Try to remember...(the month of September?) (Sept. minirants)

I made a post about Labor Day on Facebook today. It said, word for word, “Happy Labor Day. Let us honor all those who risked their lives and livelihoods in order to make the workplace safer. May we remember all who died in hazardous working conditions. May we remember that this country was built by the working class.”

And a friend of mine said something like, “Too bad most working class people don’t get the day off and that only salaried people reap the benefits.”
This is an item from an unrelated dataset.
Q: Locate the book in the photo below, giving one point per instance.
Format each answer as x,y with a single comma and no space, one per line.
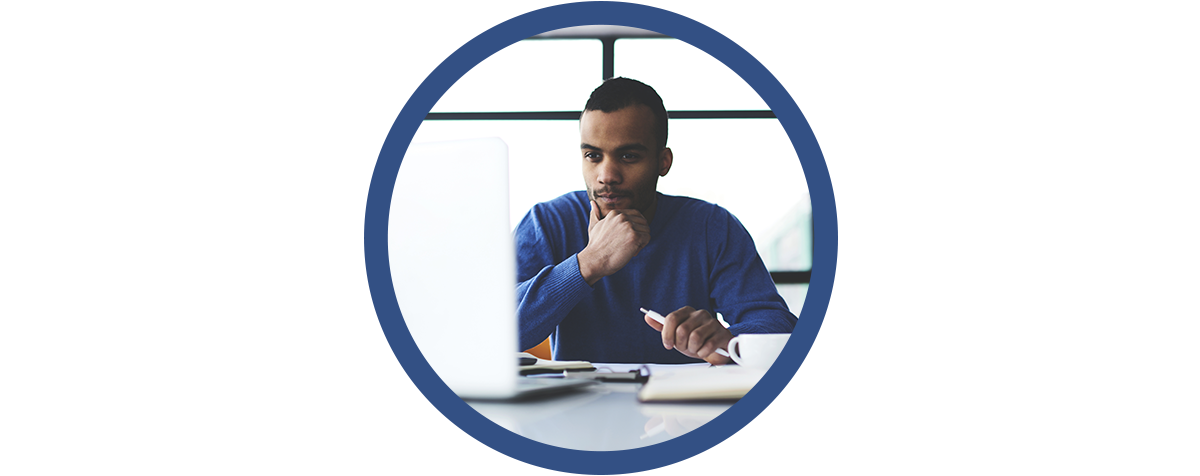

A certain former Doper, whom I love and respect and is generally quite rational, reacted like we’d just posted a fucking communist manifesto. Somehow thinking that working class people deserved a holiday off that was designed to honor the working class was invalidated how hard she worked to get high enough on the food chain to get labor day off. And then she linked to a clearly very heavily biased article about the evils of labor unions that I couldn’t even get through because the rhetoric was so bad. And my greatest fear is now that my best friend’s Dad, who is the head of a labor union and not nice about it at all, is going to come across her post and the internet is going to explode.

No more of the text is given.